Une porte-parole du parlement européen, Marjory van den Broeke, a confirmé par email à l'AFP que "les assistants et les stagiaires des eurodéputés n'avaient pas accès à des documents confidentiels". "En réalité, M. Chauprade lui-même n'a jamais eu accès à des documents confidentiels", a-t-elle ajouté. De source européenne, le Parlement européen n'a pas vraiment de documents secrets ou même très confidentiels. Et sur l'intranet du Parlement, il n'y a vraiment rien de très secret.

L'eurodéputée socialiste française Christine Revault d'Allonnes-Bonnefoy s'est cependant déclaré "effarée". "C'est extrémement choquant. La fille du porte-parole du Kremlin n'est pas n'importe quelle personne", a-t-elle dit à l'AFP. "Je suis surprise que ce recrutement ait été validé par les services du Parlement", a-t-elle ajouté.

Aymeric Chauprade, qui est également membre de la Commission parlementaire des Affaires étrangères et de la "sous-commission sécurité et défense" qui lui est rattachée, a de son côté affirmé: "il y a zéro sujet au point de vue sécurité defense et conflit d'intérêt". Il a été élu avec le Front National français (extrême droite) en 2014, puis s'est brouillé avec ses dirigeants et est devenu indépendant fin 2015. Il était observateur lors du référendum organisé par Moscou en Crimée après l'annexion de cette péninsule par la Russie en mars 2014. "Je n'ai jamais caché que je considérais que la Crimée était russe historiquement et qu'il y avait eu un vote d'adhésion du peuple à ce moment-là", a-t-il ajouté.

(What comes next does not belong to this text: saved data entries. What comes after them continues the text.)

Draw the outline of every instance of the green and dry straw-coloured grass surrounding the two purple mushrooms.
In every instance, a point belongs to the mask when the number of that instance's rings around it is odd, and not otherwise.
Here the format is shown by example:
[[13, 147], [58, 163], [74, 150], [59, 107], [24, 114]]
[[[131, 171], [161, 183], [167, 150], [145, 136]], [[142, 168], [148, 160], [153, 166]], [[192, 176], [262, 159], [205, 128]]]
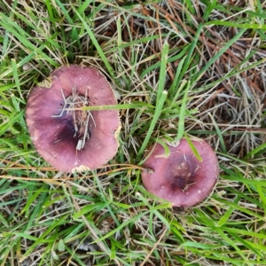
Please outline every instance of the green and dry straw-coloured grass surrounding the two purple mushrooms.
[[[0, 265], [266, 265], [265, 1], [70, 2], [0, 4]], [[66, 64], [120, 95], [119, 151], [82, 175], [36, 153], [24, 116]], [[141, 165], [184, 136], [215, 148], [220, 176], [179, 213]]]

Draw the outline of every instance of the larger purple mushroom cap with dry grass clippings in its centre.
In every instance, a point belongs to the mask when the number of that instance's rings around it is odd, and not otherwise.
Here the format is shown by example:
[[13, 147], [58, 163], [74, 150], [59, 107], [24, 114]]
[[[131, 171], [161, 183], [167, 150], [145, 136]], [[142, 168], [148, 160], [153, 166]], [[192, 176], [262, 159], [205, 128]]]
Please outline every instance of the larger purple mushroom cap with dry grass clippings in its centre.
[[27, 99], [27, 127], [37, 152], [65, 172], [106, 164], [118, 149], [119, 113], [82, 110], [117, 104], [106, 76], [93, 67], [72, 65], [58, 68], [47, 81]]

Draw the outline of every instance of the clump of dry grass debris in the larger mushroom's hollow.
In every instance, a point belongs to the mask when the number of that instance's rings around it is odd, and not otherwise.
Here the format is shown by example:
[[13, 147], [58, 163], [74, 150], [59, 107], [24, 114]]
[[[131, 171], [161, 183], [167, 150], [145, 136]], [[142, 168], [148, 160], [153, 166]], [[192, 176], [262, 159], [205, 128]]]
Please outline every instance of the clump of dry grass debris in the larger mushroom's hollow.
[[87, 98], [87, 93], [85, 96], [78, 95], [75, 88], [73, 88], [72, 95], [67, 98], [65, 98], [63, 90], [61, 92], [64, 104], [61, 105], [60, 113], [54, 114], [52, 117], [66, 121], [66, 129], [70, 131], [76, 140], [76, 150], [80, 151], [84, 147], [86, 140], [90, 138], [91, 124], [96, 127], [90, 111], [81, 109], [89, 106], [90, 101]]

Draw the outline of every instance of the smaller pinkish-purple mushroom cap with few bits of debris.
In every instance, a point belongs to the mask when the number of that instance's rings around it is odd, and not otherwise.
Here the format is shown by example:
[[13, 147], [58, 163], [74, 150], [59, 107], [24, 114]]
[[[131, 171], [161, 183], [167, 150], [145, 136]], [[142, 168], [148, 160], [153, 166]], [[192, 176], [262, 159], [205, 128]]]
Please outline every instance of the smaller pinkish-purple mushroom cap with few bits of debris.
[[145, 160], [142, 180], [148, 192], [168, 200], [175, 207], [192, 207], [213, 191], [218, 176], [215, 152], [204, 140], [192, 140], [200, 153], [198, 160], [188, 142], [168, 145], [168, 157], [162, 145], [155, 144]]

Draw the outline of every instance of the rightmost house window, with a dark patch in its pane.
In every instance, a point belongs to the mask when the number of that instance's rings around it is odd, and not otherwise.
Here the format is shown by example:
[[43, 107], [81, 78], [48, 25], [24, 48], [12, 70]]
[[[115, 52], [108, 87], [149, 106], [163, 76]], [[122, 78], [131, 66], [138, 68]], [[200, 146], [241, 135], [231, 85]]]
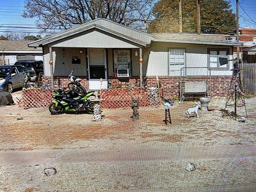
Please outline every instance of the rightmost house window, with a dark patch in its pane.
[[209, 50], [210, 61], [209, 67], [214, 69], [228, 69], [228, 64], [220, 65], [219, 58], [227, 58], [228, 59], [228, 51], [227, 50]]

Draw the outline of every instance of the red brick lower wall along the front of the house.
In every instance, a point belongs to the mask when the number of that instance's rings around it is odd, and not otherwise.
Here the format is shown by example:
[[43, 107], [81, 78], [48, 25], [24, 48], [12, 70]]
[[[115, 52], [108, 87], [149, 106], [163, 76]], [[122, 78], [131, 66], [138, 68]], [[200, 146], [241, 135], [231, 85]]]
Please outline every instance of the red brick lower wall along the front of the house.
[[[88, 90], [88, 82], [86, 77], [78, 77], [82, 79], [82, 85]], [[116, 78], [109, 77], [111, 81], [111, 85], [113, 88], [134, 88], [140, 86], [139, 77], [132, 78]], [[169, 97], [179, 96], [179, 76], [159, 76], [159, 83], [163, 87], [163, 94]], [[205, 76], [187, 76], [185, 77], [185, 81], [188, 82], [202, 82], [206, 81], [207, 84], [210, 84], [210, 78]], [[212, 97], [226, 97], [229, 90], [229, 84], [231, 81], [231, 76], [212, 76], [211, 84], [212, 84]], [[43, 85], [51, 83], [51, 77], [43, 78]], [[54, 77], [54, 87], [65, 87], [70, 83], [67, 77]], [[148, 77], [147, 78], [148, 87], [157, 87], [156, 77]]]

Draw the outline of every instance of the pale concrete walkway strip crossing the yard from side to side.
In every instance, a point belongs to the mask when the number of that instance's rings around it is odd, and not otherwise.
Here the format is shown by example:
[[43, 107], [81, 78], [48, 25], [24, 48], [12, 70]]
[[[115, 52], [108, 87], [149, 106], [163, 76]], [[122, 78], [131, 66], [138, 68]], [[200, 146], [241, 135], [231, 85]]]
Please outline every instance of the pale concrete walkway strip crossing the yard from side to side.
[[193, 159], [256, 157], [256, 145], [170, 147], [122, 150], [1, 151], [0, 165], [191, 161]]

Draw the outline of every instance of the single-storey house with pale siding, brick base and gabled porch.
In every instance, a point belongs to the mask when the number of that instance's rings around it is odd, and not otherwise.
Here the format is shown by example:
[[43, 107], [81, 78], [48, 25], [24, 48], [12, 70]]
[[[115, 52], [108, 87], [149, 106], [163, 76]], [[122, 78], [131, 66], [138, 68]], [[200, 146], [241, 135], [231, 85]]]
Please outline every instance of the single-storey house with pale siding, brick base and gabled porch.
[[67, 85], [74, 69], [89, 90], [107, 89], [108, 81], [113, 87], [140, 86], [145, 76], [148, 86], [157, 86], [158, 76], [164, 94], [178, 95], [181, 69], [187, 67], [182, 73], [192, 81], [205, 81], [211, 69], [215, 96], [227, 94], [233, 68], [232, 61], [220, 65], [218, 58], [232, 59], [237, 45], [242, 43], [223, 35], [147, 34], [106, 19], [28, 43], [43, 47], [44, 81], [55, 86]]

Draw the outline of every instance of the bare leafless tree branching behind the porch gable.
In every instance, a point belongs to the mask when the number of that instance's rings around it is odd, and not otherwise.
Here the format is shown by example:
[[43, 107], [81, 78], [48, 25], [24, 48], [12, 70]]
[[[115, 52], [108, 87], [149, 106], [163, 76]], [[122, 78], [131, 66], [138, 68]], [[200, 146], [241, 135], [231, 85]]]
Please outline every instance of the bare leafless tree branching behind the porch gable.
[[37, 18], [47, 29], [68, 29], [106, 18], [126, 26], [140, 27], [149, 22], [154, 0], [26, 0], [23, 17]]

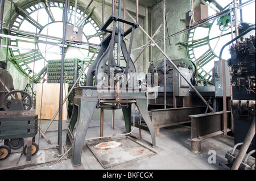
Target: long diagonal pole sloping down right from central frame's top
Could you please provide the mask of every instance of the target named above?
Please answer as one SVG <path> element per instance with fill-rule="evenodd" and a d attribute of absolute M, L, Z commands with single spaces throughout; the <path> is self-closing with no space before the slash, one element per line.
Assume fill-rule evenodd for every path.
<path fill-rule="evenodd" d="M 131 16 L 128 11 L 126 11 L 126 12 L 127 12 L 127 14 L 130 16 L 130 18 L 134 20 L 133 16 Z M 199 98 L 200 98 L 201 100 L 203 100 L 204 104 L 207 106 L 207 105 L 208 105 L 208 102 L 203 98 L 203 96 L 199 93 L 199 91 L 196 90 L 195 86 L 193 86 L 193 85 L 191 84 L 191 82 L 189 82 L 188 79 L 181 73 L 181 71 L 179 70 L 179 68 L 177 68 L 177 66 L 174 64 L 174 62 L 171 61 L 171 58 L 169 58 L 169 57 L 167 56 L 167 54 L 163 52 L 163 50 L 158 46 L 158 44 L 155 43 L 155 41 L 148 35 L 148 33 L 147 33 L 141 26 L 139 26 L 139 28 L 141 28 L 141 30 L 148 36 L 148 38 L 152 41 L 152 43 L 154 43 L 155 46 L 160 50 L 160 52 L 164 54 L 164 56 L 167 58 L 167 60 L 170 61 L 170 63 L 172 64 L 172 66 L 174 66 L 174 68 L 179 72 L 179 74 L 181 75 L 181 77 L 183 77 L 183 78 L 185 79 L 185 81 L 188 83 L 188 85 L 191 86 L 191 88 L 196 92 L 196 94 L 199 96 Z M 209 109 L 210 109 L 211 112 L 215 112 L 215 111 L 213 110 L 213 108 L 210 107 L 210 106 L 209 106 Z"/>

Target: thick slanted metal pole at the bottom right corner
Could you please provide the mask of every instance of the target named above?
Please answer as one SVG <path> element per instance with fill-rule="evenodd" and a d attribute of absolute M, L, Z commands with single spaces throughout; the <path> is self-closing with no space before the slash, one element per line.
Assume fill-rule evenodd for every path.
<path fill-rule="evenodd" d="M 243 145 L 237 155 L 236 161 L 234 161 L 234 164 L 233 164 L 231 170 L 238 170 L 238 168 L 243 160 L 243 157 L 245 157 L 246 151 L 248 150 L 248 148 L 251 144 L 251 141 L 253 140 L 254 135 L 255 135 L 255 117 L 254 117 L 253 123 L 251 124 L 251 127 L 245 137 L 245 141 L 243 141 Z"/>

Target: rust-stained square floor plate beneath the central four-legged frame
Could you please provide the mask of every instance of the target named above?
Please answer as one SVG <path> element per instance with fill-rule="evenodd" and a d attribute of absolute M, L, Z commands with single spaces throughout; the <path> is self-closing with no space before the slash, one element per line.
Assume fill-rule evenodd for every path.
<path fill-rule="evenodd" d="M 105 169 L 156 153 L 128 137 L 89 142 L 86 145 Z"/>

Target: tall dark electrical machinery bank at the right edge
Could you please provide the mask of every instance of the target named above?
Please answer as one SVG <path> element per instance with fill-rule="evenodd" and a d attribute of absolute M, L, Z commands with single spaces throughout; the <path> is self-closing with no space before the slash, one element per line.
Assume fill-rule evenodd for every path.
<path fill-rule="evenodd" d="M 255 28 L 254 28 L 255 30 Z M 246 38 L 230 48 L 228 60 L 232 68 L 233 100 L 230 101 L 234 116 L 234 148 L 226 153 L 230 167 L 238 157 L 243 144 L 248 145 L 240 169 L 255 170 L 255 36 Z M 253 127 L 254 133 L 250 132 Z M 247 141 L 247 134 L 254 136 Z"/>

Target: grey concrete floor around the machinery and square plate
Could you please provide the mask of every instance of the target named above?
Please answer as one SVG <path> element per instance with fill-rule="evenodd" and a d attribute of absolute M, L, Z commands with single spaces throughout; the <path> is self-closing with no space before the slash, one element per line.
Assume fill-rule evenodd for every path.
<path fill-rule="evenodd" d="M 44 131 L 49 121 L 40 121 L 40 127 Z M 100 136 L 100 121 L 92 120 L 86 134 L 86 141 L 82 150 L 81 166 L 73 167 L 71 158 L 68 154 L 64 157 L 58 157 L 57 150 L 57 121 L 53 121 L 51 127 L 46 132 L 46 136 L 51 140 L 49 144 L 46 139 L 36 135 L 36 143 L 39 143 L 38 154 L 32 156 L 31 163 L 26 162 L 26 156 L 21 154 L 22 149 L 12 150 L 11 155 L 0 161 L 0 169 L 30 169 L 30 170 L 224 170 L 227 163 L 225 154 L 228 150 L 232 150 L 234 140 L 232 137 L 223 135 L 215 136 L 201 141 L 201 153 L 191 152 L 191 141 L 188 140 L 191 136 L 191 128 L 185 125 L 177 125 L 174 127 L 161 128 L 160 134 L 156 137 L 156 146 L 152 148 L 148 142 L 151 142 L 150 133 L 142 130 L 142 139 L 139 137 L 139 129 L 135 128 L 130 137 L 131 140 L 143 145 L 145 148 L 152 150 L 155 154 L 149 157 L 135 159 L 120 165 L 104 169 L 96 156 L 86 145 L 93 137 Z M 65 148 L 66 129 L 68 121 L 63 123 L 63 150 L 62 154 L 68 148 Z M 120 134 L 125 131 L 125 124 L 122 120 L 115 120 L 115 129 L 111 129 L 112 121 L 104 120 L 104 136 Z M 133 128 L 133 127 L 132 127 Z M 125 137 L 125 136 L 121 136 Z M 116 137 L 112 137 L 116 138 Z M 25 139 L 26 143 L 26 139 Z M 0 145 L 3 144 L 3 141 Z M 216 163 L 213 161 L 212 152 L 216 153 Z M 208 154 L 209 153 L 209 154 Z M 43 159 L 45 158 L 45 159 Z M 60 159 L 61 158 L 61 159 Z M 60 160 L 59 160 L 60 159 Z M 45 161 L 45 163 L 44 163 Z M 43 163 L 40 163 L 43 162 Z"/>

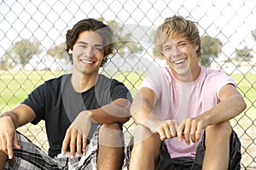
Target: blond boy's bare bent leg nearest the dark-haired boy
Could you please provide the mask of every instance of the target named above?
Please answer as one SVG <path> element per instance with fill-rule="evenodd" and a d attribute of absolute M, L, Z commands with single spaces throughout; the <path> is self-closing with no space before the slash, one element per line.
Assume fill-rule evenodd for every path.
<path fill-rule="evenodd" d="M 155 169 L 159 162 L 160 144 L 159 134 L 152 133 L 146 127 L 137 127 L 129 169 Z"/>

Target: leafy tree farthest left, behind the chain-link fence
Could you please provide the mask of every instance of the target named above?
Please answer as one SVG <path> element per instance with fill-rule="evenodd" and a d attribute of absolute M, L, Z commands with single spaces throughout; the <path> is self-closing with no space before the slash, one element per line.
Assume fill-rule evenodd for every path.
<path fill-rule="evenodd" d="M 42 50 L 39 48 L 40 42 L 38 40 L 22 39 L 15 42 L 14 46 L 4 55 L 4 59 L 8 63 L 15 63 L 25 66 L 32 56 L 35 54 L 41 54 Z M 13 65 L 14 66 L 14 65 Z"/>

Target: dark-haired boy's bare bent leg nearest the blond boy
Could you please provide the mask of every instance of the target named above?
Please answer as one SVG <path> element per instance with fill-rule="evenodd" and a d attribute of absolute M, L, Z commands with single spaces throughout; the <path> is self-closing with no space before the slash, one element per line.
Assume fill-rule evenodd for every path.
<path fill-rule="evenodd" d="M 103 124 L 99 130 L 97 169 L 120 170 L 123 162 L 124 140 L 119 123 Z"/>

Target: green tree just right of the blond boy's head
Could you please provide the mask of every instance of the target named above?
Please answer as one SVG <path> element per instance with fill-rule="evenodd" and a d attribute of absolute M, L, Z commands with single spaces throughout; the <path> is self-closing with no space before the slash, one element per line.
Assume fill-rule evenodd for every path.
<path fill-rule="evenodd" d="M 222 42 L 218 38 L 210 36 L 201 37 L 201 65 L 207 66 L 211 58 L 217 58 Z"/>

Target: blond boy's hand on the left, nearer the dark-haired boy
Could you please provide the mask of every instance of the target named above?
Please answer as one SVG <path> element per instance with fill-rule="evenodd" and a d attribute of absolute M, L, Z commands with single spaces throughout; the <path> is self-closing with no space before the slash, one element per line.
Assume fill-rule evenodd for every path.
<path fill-rule="evenodd" d="M 157 132 L 160 134 L 160 139 L 171 139 L 177 136 L 178 123 L 176 120 L 166 120 L 162 122 Z"/>

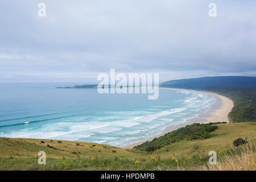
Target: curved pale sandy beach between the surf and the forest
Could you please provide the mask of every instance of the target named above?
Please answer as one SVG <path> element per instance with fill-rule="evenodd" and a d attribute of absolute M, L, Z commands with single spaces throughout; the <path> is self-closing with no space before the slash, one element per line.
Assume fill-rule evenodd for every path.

L'UE redoute des interférences, en particulier de la part de la Russie, lors des élections européennes fin mai.

Sur le compte instagram d'Elizaveta Peskova, suivi par près de 80.000 abonnés, on peut voir une vidéo postée il y a cinq semaines de la grand place de Bruxelles - passage obligé de tout touriste de la capitale européenne - et d'un restaurant avoisinant, où elle a mangé des moules.

Le service de presse du Kremlin n'était pas immédiatement joignable pour commentaire.